Around here, we do like our retreads, particularly in politics.
In Hillsborough County, elected officials flit from seat to seat, City Council to County Commission or vice versa, maybe throwing in a bid for mayor. (See: Ferlita, Rose; Scott, Tom; and White, Kevin.)
Yes, experience and seasoning can be good things, though sometimes it seems we have such a limited supply of people willing to put up with the political process, we reuse them like rinsed-out Ziplocs.
Heck, also see Greco, Dick, who first ran the city in the 1960s and is rumored to be mulling another mayoral run at a spry 76. We've even had a former commissioner who went to jail in a bribery scandal run for office again.
Do we love this town or what?
So here are some questions about two seats suddenly up for appointment (and then election) on the City Council: Familiar faces or fresh ones? And should anyone who hopes to make the gig permanent even bother to apply, given the stink-eye they might face?

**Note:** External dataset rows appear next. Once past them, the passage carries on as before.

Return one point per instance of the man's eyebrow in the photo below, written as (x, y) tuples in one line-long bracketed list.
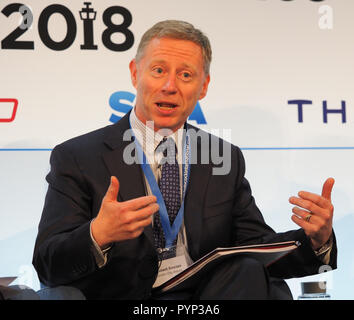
[(161, 61)]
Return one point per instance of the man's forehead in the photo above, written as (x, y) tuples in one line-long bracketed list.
[(158, 48)]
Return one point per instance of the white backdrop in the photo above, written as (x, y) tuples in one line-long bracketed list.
[(266, 53)]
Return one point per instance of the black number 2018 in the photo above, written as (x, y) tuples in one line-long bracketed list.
[(11, 42)]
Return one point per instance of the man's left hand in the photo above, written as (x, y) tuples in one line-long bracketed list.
[(314, 214)]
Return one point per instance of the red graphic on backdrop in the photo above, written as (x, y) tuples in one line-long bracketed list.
[(14, 109)]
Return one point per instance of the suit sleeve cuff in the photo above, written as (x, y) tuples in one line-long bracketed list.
[(99, 254), (324, 252)]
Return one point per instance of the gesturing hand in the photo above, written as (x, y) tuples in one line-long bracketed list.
[(118, 221), (316, 214)]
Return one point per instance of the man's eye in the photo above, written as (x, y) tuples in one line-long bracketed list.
[(186, 75), (158, 70)]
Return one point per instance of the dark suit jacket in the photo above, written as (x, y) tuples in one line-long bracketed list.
[(219, 212)]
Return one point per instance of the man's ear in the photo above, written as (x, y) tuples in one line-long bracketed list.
[(205, 87), (133, 72)]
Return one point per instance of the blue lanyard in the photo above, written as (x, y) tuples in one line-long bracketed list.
[(170, 232)]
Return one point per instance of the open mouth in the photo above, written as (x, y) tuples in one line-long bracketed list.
[(165, 105)]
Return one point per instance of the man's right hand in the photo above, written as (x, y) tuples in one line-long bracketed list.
[(118, 221)]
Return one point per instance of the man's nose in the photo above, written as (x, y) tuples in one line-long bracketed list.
[(169, 86)]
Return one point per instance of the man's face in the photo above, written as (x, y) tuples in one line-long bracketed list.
[(169, 80)]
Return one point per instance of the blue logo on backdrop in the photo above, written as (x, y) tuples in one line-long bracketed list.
[(122, 102)]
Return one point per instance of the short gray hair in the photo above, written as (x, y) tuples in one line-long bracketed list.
[(181, 30)]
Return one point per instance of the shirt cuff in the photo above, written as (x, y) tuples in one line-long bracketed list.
[(99, 254), (324, 253)]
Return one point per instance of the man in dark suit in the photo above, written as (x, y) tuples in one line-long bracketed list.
[(101, 215)]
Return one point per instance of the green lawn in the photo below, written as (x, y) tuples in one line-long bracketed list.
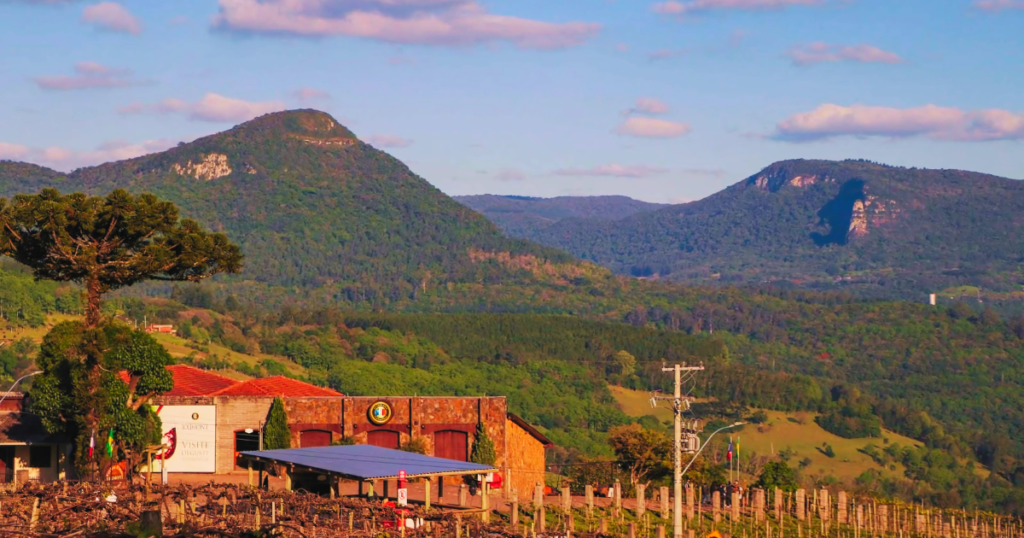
[(796, 432)]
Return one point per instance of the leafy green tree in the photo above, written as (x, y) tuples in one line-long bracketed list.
[(483, 447), (627, 363), (110, 243), (68, 405), (640, 452), (777, 474), (102, 244), (276, 435)]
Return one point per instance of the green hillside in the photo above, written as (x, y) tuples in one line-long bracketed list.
[(523, 216), (310, 205), (882, 230)]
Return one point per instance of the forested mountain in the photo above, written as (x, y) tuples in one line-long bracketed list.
[(894, 232), (310, 205), (522, 216)]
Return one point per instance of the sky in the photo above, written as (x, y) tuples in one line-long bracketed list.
[(666, 100)]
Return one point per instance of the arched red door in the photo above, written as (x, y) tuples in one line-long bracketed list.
[(383, 439), (314, 438), (451, 444)]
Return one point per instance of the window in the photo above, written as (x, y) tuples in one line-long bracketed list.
[(40, 456)]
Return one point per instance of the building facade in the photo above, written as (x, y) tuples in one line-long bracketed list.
[(230, 415)]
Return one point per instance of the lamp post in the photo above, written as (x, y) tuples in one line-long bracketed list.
[(678, 515), (18, 381)]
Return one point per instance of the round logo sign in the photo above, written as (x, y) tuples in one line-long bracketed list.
[(380, 413)]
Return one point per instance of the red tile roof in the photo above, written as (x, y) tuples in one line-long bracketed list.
[(193, 381), (276, 385)]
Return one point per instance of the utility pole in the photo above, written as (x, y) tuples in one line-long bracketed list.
[(684, 442)]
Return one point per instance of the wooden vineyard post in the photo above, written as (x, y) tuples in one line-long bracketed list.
[(716, 506), (641, 500), (759, 505), (664, 497), (842, 513), (689, 502), (589, 496)]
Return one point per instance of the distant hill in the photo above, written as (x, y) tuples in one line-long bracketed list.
[(860, 224), (310, 205), (524, 216)]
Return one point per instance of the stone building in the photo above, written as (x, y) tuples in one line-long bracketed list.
[(215, 418)]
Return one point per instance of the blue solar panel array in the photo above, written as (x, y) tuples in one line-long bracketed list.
[(365, 461)]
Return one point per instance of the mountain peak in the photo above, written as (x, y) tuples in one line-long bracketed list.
[(304, 124)]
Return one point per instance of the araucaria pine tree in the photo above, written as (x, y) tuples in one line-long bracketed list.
[(483, 448), (276, 435)]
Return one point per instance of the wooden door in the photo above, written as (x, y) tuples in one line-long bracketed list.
[(314, 438), (383, 439), (451, 444)]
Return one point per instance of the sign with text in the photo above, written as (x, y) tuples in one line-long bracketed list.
[(190, 436)]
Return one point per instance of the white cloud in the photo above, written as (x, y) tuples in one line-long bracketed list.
[(12, 151), (995, 6), (445, 23), (66, 160), (647, 106), (112, 16), (613, 170), (665, 53), (651, 127), (310, 94), (929, 121), (823, 52), (212, 108), (674, 7), (511, 174), (88, 75), (388, 140)]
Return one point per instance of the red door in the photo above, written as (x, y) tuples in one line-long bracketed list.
[(314, 438), (383, 439), (451, 445)]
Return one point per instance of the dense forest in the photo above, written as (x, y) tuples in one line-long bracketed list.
[(372, 281), (880, 231), (521, 216)]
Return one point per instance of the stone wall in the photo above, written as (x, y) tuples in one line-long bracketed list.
[(526, 463)]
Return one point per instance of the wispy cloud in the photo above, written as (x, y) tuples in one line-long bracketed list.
[(651, 127), (665, 53), (444, 23), (112, 16), (675, 7), (647, 106), (66, 160), (388, 140), (305, 95), (995, 6), (823, 52), (212, 108), (88, 75), (930, 121), (613, 170), (511, 174)]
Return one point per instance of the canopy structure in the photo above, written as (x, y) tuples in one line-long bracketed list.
[(368, 462)]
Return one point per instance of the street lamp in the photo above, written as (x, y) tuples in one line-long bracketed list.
[(18, 381), (677, 522)]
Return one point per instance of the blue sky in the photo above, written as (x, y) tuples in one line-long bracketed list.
[(665, 101)]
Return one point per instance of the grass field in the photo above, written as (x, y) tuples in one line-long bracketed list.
[(178, 347), (794, 432)]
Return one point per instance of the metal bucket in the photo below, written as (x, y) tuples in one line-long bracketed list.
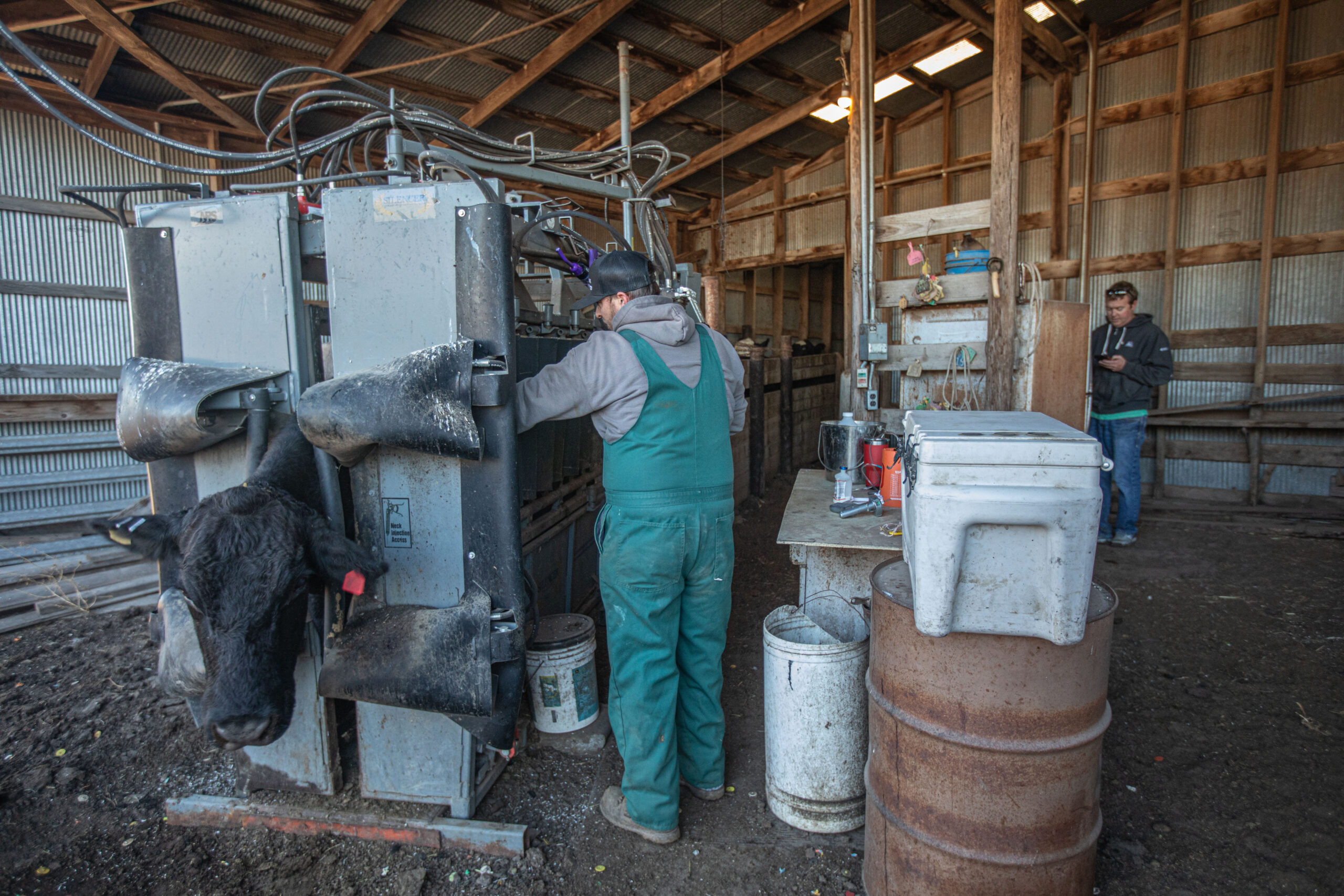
[(816, 727), (562, 673), (984, 758), (842, 445)]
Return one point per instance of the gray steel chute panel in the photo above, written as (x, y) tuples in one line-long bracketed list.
[(239, 301), (215, 282), (393, 285)]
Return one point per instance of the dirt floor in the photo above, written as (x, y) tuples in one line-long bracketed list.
[(1222, 773)]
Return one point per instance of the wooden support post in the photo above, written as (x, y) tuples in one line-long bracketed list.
[(804, 301), (1061, 150), (1178, 163), (860, 256), (947, 175), (828, 305), (749, 304), (889, 193), (1266, 270), (756, 407), (1004, 163), (217, 183), (714, 301), (785, 410)]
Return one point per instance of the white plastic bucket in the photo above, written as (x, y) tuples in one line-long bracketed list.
[(816, 715), (562, 673)]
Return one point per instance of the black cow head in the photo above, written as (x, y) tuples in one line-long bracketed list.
[(249, 558)]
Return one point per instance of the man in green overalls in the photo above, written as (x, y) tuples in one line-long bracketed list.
[(664, 395)]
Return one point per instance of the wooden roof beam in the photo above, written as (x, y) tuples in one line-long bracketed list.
[(932, 42), (30, 15), (118, 30), (568, 42), (101, 61), (1037, 61), (783, 29)]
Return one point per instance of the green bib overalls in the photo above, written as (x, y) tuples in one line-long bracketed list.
[(666, 536)]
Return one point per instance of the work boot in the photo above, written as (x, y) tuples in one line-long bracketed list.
[(613, 809), (701, 793)]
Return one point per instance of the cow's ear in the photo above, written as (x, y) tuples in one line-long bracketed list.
[(343, 563), (154, 535)]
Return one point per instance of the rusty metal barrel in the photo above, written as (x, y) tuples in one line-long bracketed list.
[(984, 754)]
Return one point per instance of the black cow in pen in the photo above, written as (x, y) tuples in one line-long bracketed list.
[(249, 559)]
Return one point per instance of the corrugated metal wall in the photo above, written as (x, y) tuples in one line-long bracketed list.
[(37, 156), (1307, 289)]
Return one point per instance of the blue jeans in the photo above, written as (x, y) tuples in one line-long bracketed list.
[(1120, 441)]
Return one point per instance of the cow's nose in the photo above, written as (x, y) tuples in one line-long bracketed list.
[(245, 731)]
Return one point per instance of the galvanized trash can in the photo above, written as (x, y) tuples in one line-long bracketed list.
[(816, 718)]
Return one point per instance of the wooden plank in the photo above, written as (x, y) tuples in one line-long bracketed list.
[(1059, 363), (1004, 174), (1245, 373), (29, 409), (1202, 27), (554, 54), (132, 44), (932, 42), (1059, 175), (30, 15), (47, 207), (59, 371), (61, 291), (958, 288), (933, 222), (783, 29), (1242, 336), (933, 356)]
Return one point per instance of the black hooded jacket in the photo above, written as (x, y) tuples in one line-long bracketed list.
[(1148, 363)]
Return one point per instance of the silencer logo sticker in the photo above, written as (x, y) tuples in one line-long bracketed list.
[(397, 523), (406, 203)]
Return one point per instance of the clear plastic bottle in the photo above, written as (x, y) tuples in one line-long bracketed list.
[(844, 486)]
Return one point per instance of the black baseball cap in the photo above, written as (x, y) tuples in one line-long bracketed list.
[(620, 272)]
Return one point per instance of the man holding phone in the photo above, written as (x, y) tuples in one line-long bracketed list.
[(1131, 356)]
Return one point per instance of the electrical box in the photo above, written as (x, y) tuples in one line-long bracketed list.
[(873, 343)]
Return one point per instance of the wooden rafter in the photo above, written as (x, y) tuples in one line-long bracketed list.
[(296, 57), (30, 15), (101, 61), (984, 23), (118, 30), (932, 42), (783, 29), (557, 51)]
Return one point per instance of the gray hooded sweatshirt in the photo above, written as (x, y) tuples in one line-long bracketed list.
[(604, 376)]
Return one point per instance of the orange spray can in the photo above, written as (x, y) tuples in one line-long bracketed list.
[(891, 477)]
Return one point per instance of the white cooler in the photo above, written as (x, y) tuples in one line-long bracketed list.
[(1000, 523)]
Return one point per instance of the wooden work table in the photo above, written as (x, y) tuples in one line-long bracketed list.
[(835, 556)]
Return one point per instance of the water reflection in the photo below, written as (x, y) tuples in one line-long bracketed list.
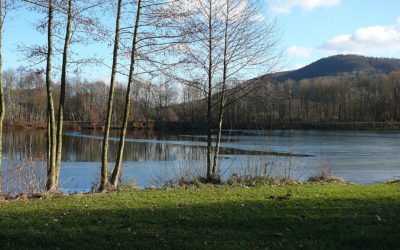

The aforementioned flitting is what got Tampa in its current quandary. Council members John Dingfelder and Linda Saul-Sena abruptly resigned their seats to try to hang onto their spots on the County Commission ballot after both missed an election deadline. Theirs is a complicated tangle, and, in the meantime, the council must fill their chairs.
Did I mention retreads? Among nearly a dozen hopefuls, as of Tuesday, were former County Commissioner Joe Chillura (who notably says he will donate his salary to the city); Joe Greco, 74, and a councilman until 1998; and former City Council member Mary Alvarez, whose wide-eyed naivete on the dais always made me want to follow criticism of her with, "But bless her heart."
Now, question No. 18 on the council application is an interesting query: Do you intend to be a candidate for Tampa City Council in the March 2011 municipal election? No, some wrote. And yes. And undecided.
During a similar appointment in 2006, concerns were raised about naming a person who would then run and presumably have a leg up. But you couldn't exactly extract a blood promise from an appointee not to run, because what if they actually liked it? Or, imagine, turned out to be good at it? So the council included that question No. 18, with each board member considering the answer for themselves. (Uh, oh.)
So here's my question: Do we necessarily want someone not interested in the job long-term? Just asking. And on that 2006 situation: A fellow named Frank Reddick did get appointed, and did run, and lost. So much for a leg up.
There's some possibility in the current lineup, which includes a former assistant city attorney who ran unsuccessfully, the former head of the Hillsborough NAACP, a young jewelry salesman and a businessman who has done admirable battle with the city itself. (Strip club king and perpetual candidate Joe Redner is unavailable, having filed for a state House seat. Sigh.)
The deadline to apply is July 12, and here's a thought for the council: Forget patronage, payback or putting someone on the board whose views look like yours. Forget worrying about political advantage that may or may not be reality.
Me, I'd like to see fresh faces — not to mention new thinking — even if (gasp) they plan to make a career of it.